A casino is a modern amusement park for adults with the bulk of the entertainment (and profits) derived from gambling. Musical shows, lighted fountains, shopping centers and lavish hotels may help draw the crowds, but the billions in profits raked in every year by slot machines, blackjack, roulette, craps and other games of chance are what keep the doors open.
A modern casino can be a beautiful place to visit and is often an impressive architectural achievement. But there is a darker side to the business, one that has contributed to the rise of gambling addiction. In fact, studies have shown that casinos actually do more harm than good for the local economy; they shift spending from other sources of entertainment and can even cause a drop in property values in residential neighborhoods.
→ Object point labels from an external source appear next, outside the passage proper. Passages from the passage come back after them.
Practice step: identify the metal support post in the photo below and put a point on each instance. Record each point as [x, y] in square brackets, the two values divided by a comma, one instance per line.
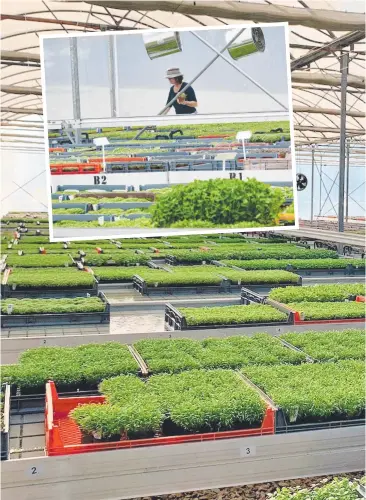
[347, 179]
[320, 185]
[312, 182]
[193, 80]
[113, 75]
[342, 151]
[75, 86]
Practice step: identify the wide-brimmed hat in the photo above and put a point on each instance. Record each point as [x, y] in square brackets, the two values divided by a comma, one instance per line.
[173, 73]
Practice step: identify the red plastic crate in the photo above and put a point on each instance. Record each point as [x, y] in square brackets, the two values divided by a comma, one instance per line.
[60, 150]
[63, 436]
[80, 168]
[109, 159]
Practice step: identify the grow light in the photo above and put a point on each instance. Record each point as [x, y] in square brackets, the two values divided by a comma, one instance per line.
[101, 141]
[161, 44]
[249, 42]
[242, 136]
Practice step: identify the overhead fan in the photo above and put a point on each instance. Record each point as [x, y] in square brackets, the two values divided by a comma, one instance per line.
[301, 181]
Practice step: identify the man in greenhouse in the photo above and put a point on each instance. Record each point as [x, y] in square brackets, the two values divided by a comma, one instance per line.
[187, 101]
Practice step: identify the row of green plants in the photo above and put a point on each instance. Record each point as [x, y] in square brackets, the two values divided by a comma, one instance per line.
[318, 293]
[314, 392]
[40, 260]
[212, 275]
[98, 201]
[200, 130]
[189, 402]
[50, 278]
[123, 222]
[123, 274]
[89, 364]
[68, 211]
[337, 489]
[232, 315]
[120, 212]
[176, 355]
[312, 311]
[197, 256]
[329, 346]
[83, 366]
[119, 258]
[54, 306]
[296, 263]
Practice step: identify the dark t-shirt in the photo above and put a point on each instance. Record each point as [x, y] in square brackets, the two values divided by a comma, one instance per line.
[181, 109]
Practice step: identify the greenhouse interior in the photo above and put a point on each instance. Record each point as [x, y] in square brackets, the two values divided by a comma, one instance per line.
[262, 332]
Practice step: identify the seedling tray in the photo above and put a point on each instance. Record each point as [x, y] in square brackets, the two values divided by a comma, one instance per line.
[137, 166]
[249, 296]
[350, 270]
[5, 433]
[101, 187]
[63, 436]
[297, 321]
[140, 285]
[81, 217]
[90, 318]
[284, 427]
[126, 205]
[174, 320]
[84, 206]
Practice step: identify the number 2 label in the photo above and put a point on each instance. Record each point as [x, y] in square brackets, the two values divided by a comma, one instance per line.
[34, 471]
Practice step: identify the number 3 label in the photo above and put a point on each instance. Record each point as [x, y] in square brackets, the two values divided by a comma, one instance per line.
[248, 451]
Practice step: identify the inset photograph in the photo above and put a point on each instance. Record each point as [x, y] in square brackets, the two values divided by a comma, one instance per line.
[192, 177]
[177, 132]
[183, 74]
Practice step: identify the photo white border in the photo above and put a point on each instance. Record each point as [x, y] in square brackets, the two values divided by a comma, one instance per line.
[223, 118]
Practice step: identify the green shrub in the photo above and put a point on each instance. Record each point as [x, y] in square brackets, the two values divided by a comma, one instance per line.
[338, 489]
[231, 315]
[330, 346]
[317, 293]
[219, 201]
[314, 392]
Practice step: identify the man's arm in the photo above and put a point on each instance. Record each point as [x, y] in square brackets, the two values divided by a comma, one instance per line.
[191, 100]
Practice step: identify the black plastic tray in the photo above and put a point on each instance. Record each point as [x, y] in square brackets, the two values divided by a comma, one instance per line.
[19, 320]
[174, 320]
[5, 433]
[283, 427]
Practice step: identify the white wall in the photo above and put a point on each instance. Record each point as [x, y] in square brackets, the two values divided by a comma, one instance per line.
[23, 169]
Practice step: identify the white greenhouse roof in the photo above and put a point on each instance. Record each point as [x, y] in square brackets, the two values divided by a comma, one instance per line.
[320, 30]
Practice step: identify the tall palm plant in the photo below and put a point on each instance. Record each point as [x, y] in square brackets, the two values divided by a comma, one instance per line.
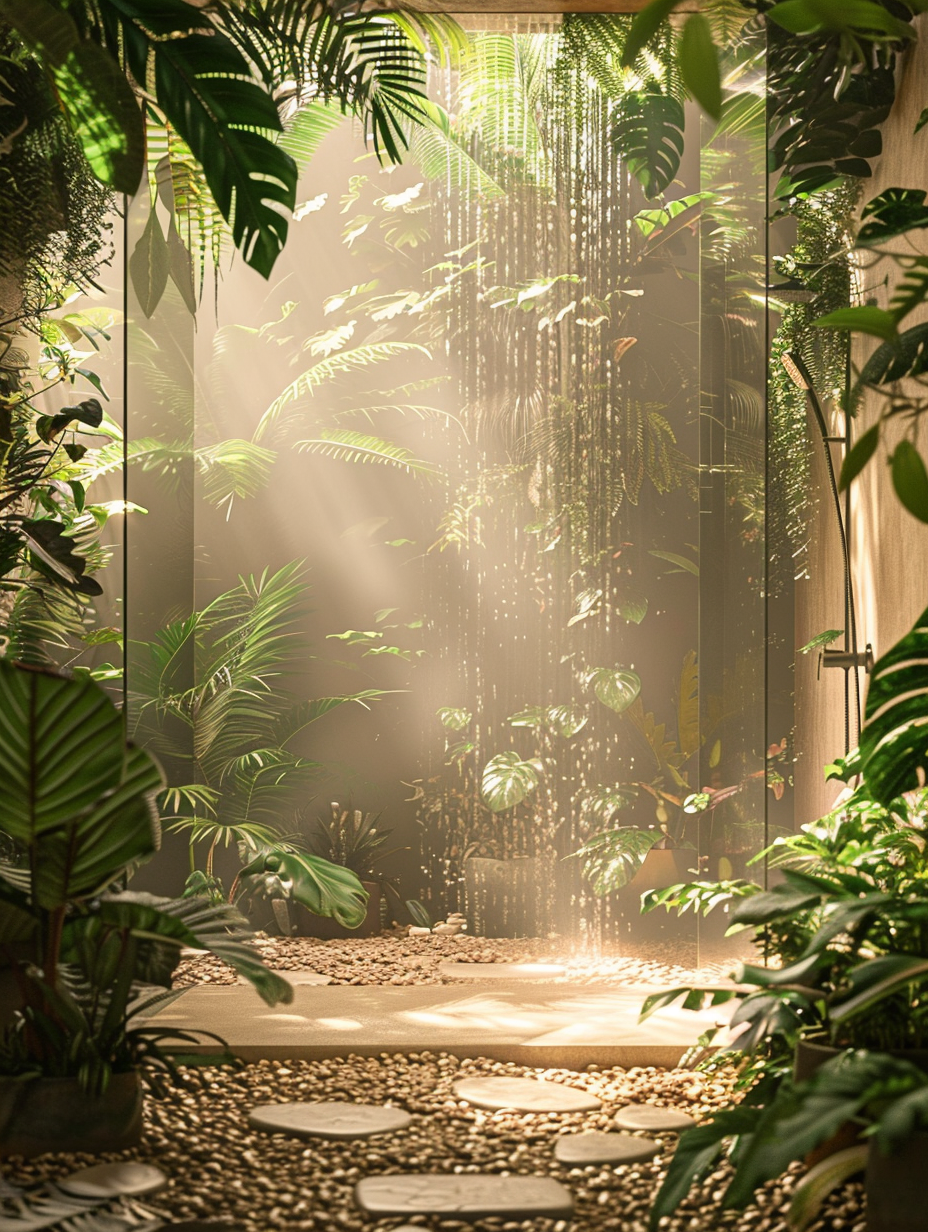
[233, 731]
[212, 73]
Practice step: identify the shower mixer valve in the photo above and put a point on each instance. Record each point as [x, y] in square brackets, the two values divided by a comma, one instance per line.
[846, 659]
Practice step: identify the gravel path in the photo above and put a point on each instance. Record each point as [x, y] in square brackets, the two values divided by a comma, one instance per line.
[219, 1168]
[397, 959]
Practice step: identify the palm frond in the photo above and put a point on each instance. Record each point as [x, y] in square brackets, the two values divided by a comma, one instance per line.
[346, 446]
[325, 370]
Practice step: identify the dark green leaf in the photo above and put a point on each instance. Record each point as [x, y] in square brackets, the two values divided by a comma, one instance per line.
[892, 213]
[54, 550]
[699, 64]
[645, 26]
[150, 265]
[863, 320]
[860, 453]
[616, 688]
[93, 90]
[647, 133]
[910, 479]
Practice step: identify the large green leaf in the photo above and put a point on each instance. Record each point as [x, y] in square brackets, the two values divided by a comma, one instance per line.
[508, 780]
[647, 133]
[93, 848]
[322, 887]
[611, 859]
[894, 742]
[91, 88]
[61, 749]
[207, 91]
[191, 923]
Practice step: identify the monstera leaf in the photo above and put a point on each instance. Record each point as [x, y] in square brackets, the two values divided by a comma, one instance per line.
[508, 780]
[647, 133]
[69, 790]
[616, 688]
[894, 743]
[324, 888]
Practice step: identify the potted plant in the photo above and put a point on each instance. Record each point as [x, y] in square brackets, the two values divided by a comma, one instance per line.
[86, 956]
[229, 733]
[836, 1029]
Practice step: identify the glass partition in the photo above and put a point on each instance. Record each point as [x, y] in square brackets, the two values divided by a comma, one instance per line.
[488, 453]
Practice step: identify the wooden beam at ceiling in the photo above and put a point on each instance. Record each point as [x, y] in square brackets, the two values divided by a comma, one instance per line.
[526, 6]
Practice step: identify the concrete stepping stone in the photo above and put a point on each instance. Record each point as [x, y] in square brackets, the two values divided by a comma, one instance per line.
[471, 1196]
[597, 1147]
[652, 1119]
[328, 1120]
[113, 1180]
[525, 1095]
[478, 972]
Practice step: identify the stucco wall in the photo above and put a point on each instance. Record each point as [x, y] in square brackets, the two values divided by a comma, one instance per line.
[889, 546]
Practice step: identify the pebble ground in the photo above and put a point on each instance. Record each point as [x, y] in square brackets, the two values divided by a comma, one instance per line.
[222, 1169]
[397, 959]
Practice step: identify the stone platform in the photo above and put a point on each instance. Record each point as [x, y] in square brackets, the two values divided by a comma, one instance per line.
[535, 1025]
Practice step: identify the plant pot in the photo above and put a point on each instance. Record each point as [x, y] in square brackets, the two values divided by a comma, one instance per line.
[809, 1057]
[54, 1114]
[509, 897]
[328, 929]
[897, 1187]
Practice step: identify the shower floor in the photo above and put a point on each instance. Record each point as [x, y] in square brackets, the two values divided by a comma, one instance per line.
[396, 959]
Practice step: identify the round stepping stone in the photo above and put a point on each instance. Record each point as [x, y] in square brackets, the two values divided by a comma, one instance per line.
[472, 1196]
[478, 972]
[525, 1095]
[113, 1180]
[328, 1120]
[595, 1147]
[651, 1118]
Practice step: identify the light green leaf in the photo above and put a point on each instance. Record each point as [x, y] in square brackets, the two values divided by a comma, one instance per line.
[616, 688]
[699, 64]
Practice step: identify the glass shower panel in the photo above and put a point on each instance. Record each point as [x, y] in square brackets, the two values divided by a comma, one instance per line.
[491, 444]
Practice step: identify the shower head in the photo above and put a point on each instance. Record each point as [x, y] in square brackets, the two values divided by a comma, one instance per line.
[796, 370]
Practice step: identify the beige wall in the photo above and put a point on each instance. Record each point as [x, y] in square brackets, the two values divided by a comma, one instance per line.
[889, 546]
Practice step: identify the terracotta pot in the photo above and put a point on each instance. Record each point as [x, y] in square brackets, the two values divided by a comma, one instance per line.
[54, 1114]
[897, 1187]
[328, 929]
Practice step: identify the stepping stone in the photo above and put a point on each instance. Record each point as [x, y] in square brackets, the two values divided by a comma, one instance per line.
[525, 1095]
[471, 1196]
[477, 972]
[328, 1120]
[113, 1180]
[296, 977]
[650, 1116]
[595, 1147]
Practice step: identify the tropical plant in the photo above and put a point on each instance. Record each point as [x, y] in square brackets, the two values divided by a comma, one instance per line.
[78, 812]
[844, 936]
[211, 73]
[233, 727]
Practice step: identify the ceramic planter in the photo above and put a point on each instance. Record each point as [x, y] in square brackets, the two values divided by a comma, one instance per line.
[54, 1114]
[897, 1187]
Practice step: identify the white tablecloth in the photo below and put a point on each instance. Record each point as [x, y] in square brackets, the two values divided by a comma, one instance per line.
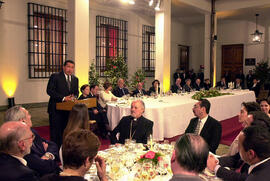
[171, 114]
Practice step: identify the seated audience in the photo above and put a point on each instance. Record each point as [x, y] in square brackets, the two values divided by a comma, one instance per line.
[204, 125]
[139, 91]
[246, 108]
[256, 86]
[189, 158]
[207, 84]
[265, 106]
[106, 95]
[197, 85]
[238, 84]
[255, 118]
[79, 153]
[120, 90]
[176, 88]
[16, 140]
[187, 87]
[222, 84]
[85, 90]
[155, 89]
[134, 126]
[98, 113]
[43, 157]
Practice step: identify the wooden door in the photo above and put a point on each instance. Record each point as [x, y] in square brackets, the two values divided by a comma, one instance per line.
[183, 57]
[232, 59]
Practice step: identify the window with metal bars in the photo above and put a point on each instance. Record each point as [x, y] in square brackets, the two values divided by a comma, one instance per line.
[46, 40]
[111, 41]
[148, 50]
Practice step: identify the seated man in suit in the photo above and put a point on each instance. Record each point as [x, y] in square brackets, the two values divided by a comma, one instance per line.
[80, 150]
[120, 90]
[222, 83]
[177, 86]
[197, 85]
[16, 139]
[254, 149]
[98, 113]
[139, 91]
[189, 158]
[134, 126]
[204, 125]
[43, 157]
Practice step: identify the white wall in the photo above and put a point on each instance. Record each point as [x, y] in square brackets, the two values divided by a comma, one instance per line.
[238, 32]
[13, 52]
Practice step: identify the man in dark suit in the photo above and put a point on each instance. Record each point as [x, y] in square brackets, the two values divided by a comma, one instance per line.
[15, 142]
[134, 126]
[176, 88]
[189, 158]
[254, 148]
[43, 157]
[62, 86]
[204, 125]
[139, 91]
[120, 90]
[99, 113]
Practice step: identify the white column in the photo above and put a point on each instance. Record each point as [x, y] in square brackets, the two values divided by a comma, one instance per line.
[78, 38]
[207, 25]
[163, 45]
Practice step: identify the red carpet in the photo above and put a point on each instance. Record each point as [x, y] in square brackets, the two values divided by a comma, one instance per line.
[230, 129]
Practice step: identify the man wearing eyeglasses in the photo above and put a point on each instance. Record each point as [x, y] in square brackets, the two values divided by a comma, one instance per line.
[16, 140]
[44, 154]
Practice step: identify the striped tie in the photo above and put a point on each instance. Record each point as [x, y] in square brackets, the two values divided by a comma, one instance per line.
[197, 130]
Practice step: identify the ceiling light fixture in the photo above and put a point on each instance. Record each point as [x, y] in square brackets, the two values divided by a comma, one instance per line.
[157, 8]
[151, 2]
[257, 35]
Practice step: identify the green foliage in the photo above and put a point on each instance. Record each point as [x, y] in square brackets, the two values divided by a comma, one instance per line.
[139, 76]
[208, 93]
[116, 68]
[262, 71]
[93, 75]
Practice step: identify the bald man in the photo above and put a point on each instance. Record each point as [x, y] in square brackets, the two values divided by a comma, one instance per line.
[134, 127]
[16, 139]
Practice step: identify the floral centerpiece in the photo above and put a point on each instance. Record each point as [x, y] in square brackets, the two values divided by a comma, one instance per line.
[208, 93]
[139, 76]
[93, 75]
[116, 68]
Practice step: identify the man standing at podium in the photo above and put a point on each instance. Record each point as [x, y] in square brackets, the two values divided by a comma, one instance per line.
[62, 87]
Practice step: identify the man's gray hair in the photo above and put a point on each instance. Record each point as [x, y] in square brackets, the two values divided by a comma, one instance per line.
[15, 113]
[9, 143]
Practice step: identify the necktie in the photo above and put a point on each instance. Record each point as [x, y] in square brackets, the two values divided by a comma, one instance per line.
[69, 81]
[197, 130]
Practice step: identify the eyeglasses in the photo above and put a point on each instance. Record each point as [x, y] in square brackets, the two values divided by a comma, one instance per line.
[32, 137]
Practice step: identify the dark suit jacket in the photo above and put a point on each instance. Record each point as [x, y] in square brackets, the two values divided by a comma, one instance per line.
[256, 89]
[13, 170]
[119, 93]
[153, 90]
[221, 85]
[260, 173]
[233, 162]
[57, 89]
[175, 88]
[136, 91]
[143, 130]
[34, 160]
[211, 131]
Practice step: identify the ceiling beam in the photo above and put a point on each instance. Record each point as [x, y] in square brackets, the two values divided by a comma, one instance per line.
[234, 5]
[202, 5]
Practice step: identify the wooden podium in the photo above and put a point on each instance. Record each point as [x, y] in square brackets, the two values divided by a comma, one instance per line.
[67, 106]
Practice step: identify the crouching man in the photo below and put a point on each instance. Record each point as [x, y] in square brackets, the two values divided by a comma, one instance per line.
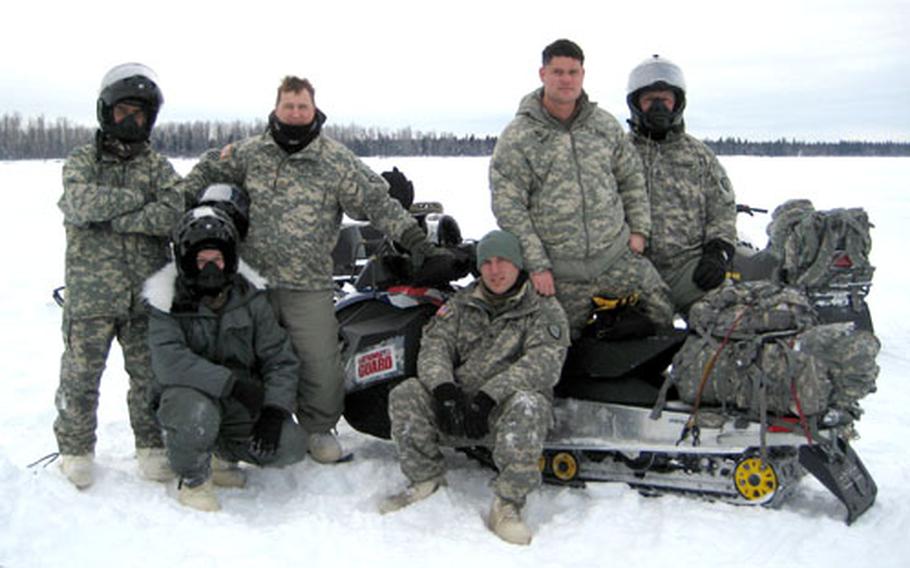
[226, 370]
[487, 366]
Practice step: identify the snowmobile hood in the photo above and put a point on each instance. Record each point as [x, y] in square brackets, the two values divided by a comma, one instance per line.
[160, 288]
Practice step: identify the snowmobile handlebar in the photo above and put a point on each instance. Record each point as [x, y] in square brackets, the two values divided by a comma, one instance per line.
[743, 208]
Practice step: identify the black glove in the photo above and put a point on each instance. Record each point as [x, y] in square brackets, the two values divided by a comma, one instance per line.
[414, 239]
[267, 431]
[712, 268]
[248, 393]
[448, 404]
[477, 415]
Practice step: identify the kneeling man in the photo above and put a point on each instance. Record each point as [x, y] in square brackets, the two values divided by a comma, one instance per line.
[226, 371]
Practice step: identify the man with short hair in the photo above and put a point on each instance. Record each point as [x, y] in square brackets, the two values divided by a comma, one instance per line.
[693, 208]
[226, 372]
[119, 203]
[565, 180]
[300, 182]
[485, 374]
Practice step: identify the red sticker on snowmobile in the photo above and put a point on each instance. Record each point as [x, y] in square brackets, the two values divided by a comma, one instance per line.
[375, 364]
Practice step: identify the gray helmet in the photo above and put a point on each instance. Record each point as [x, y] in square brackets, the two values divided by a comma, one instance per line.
[204, 227]
[134, 83]
[656, 73]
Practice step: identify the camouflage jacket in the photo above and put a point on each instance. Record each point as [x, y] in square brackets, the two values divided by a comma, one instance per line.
[520, 349]
[117, 215]
[297, 202]
[209, 350]
[566, 191]
[692, 200]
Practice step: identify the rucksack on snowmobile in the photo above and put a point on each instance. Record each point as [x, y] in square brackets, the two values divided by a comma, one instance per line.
[606, 428]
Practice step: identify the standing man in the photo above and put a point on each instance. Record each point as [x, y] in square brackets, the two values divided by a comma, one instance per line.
[300, 182]
[565, 180]
[226, 371]
[693, 208]
[487, 366]
[119, 203]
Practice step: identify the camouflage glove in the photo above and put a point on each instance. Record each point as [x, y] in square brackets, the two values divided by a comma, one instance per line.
[712, 267]
[267, 431]
[248, 393]
[477, 415]
[448, 405]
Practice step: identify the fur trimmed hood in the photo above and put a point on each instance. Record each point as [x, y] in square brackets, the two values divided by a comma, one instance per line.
[161, 287]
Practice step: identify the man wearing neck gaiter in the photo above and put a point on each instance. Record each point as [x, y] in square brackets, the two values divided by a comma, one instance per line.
[300, 182]
[487, 366]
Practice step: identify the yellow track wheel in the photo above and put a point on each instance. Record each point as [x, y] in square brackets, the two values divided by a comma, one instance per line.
[565, 466]
[755, 481]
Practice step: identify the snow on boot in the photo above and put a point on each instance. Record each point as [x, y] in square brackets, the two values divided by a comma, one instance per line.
[413, 493]
[227, 474]
[78, 469]
[154, 465]
[324, 447]
[505, 522]
[202, 497]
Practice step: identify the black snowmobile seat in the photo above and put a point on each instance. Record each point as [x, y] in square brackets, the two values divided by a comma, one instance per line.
[627, 371]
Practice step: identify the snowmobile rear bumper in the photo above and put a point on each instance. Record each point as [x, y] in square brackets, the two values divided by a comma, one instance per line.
[840, 470]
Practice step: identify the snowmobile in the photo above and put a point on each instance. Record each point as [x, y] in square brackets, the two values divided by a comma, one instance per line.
[608, 425]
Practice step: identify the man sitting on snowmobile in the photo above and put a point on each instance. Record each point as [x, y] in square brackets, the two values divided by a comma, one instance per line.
[226, 371]
[488, 362]
[693, 208]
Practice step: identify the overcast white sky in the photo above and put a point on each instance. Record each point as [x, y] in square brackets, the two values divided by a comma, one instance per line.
[811, 70]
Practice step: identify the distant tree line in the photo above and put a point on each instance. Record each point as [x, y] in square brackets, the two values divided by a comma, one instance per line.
[783, 147]
[39, 138]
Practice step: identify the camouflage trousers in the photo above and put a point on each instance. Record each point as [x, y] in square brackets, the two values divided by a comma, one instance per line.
[629, 273]
[87, 344]
[683, 291]
[309, 318]
[518, 428]
[196, 425]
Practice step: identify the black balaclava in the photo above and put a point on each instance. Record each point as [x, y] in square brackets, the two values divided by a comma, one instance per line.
[293, 138]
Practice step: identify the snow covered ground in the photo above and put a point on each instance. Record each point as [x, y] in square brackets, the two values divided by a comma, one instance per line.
[313, 515]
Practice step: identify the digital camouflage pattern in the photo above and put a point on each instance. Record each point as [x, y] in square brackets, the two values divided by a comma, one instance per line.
[572, 194]
[630, 274]
[87, 344]
[777, 355]
[750, 372]
[747, 309]
[567, 191]
[691, 197]
[849, 358]
[117, 215]
[692, 203]
[808, 243]
[297, 201]
[515, 357]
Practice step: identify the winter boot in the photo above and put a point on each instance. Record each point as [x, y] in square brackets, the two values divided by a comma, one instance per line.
[201, 497]
[324, 447]
[413, 493]
[78, 469]
[227, 474]
[153, 464]
[505, 522]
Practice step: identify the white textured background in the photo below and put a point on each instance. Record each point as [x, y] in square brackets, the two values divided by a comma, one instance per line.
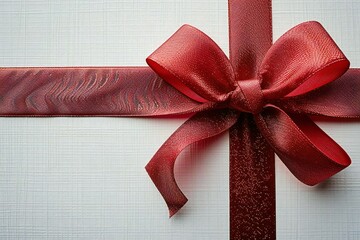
[84, 178]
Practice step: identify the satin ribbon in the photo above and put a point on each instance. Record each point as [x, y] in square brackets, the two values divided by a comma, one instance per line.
[264, 94]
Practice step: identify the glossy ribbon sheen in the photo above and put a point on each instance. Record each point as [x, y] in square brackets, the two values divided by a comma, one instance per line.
[264, 94]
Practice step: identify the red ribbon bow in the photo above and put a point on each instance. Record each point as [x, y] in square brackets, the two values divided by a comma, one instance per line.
[264, 94]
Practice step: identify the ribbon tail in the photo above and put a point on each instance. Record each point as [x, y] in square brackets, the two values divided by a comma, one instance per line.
[310, 154]
[201, 126]
[252, 182]
[89, 91]
[338, 99]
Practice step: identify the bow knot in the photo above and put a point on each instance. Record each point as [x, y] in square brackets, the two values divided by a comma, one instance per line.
[297, 64]
[247, 97]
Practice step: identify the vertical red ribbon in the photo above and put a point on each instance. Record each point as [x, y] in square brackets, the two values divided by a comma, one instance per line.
[252, 171]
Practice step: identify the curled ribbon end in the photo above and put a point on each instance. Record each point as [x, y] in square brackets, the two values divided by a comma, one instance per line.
[174, 209]
[172, 195]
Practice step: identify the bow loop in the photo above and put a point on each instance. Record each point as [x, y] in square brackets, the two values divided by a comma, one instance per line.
[194, 64]
[303, 59]
[247, 97]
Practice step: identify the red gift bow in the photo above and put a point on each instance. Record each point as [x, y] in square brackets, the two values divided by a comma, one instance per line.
[261, 93]
[302, 60]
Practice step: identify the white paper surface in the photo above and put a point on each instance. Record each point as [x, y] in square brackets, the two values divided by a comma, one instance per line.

Casinos spend a large amount of money on security, with elaborate systems that offer a high-tech “eye in the sky.” Cameras can be adjusted to focus on specific patrons and can be directed from a room filled with banks of screens by security personnel. In addition to video surveillance, other technology is used to supervise the games themselves. For example, betting chips are specially designed to contain microcircuitry that allows a casino to monitor the exact amounts wagered minute-by-minute and warn them of any deviation from expected results; roulette wheels are electronically monitored to quickly discover any statistical irregularities; and some table games have been replaced entirely by wholly automated versions that only require the players to push buttons.
Most of the time, a casino’s gamblers are competing against each other rather than the house, which means that the average player is expected to lose money. However, a small percentage of people are skilled enough to beat the house edge at some games, especially those with a skill element, such as blackjack or baccarat. These players are called “low-rollers,” and they can receive comps, such as free hotel rooms or tickets to shows, from the casino if they play regularly.
In the twenty-first century, many casinos are choosier about which gamblers they accept, concentrating their resources on the “high rollers.” These people often gamble in special rooms where the stakes can be in the tens of thousands of dollars. In return, they are given lavish inducements such as free spectacular entertainment, luxury hotel rooms and limo service. Even smaller bettors are given free drinks, food and cigarettes while they gamble. All of this creates a false impression that gambling is a fun and profitable activity for everyone involved. However, something about gambling encourages people to cheat, steal and scam their way into a jackpot instead of winning through random chance. And this is why the casino industry is constantly working to improve its security. The most recent developments in this area include cameras with motion sensors that alert the casino when someone is nearby; and specialized chips that can reveal any attempts to manipulate the game.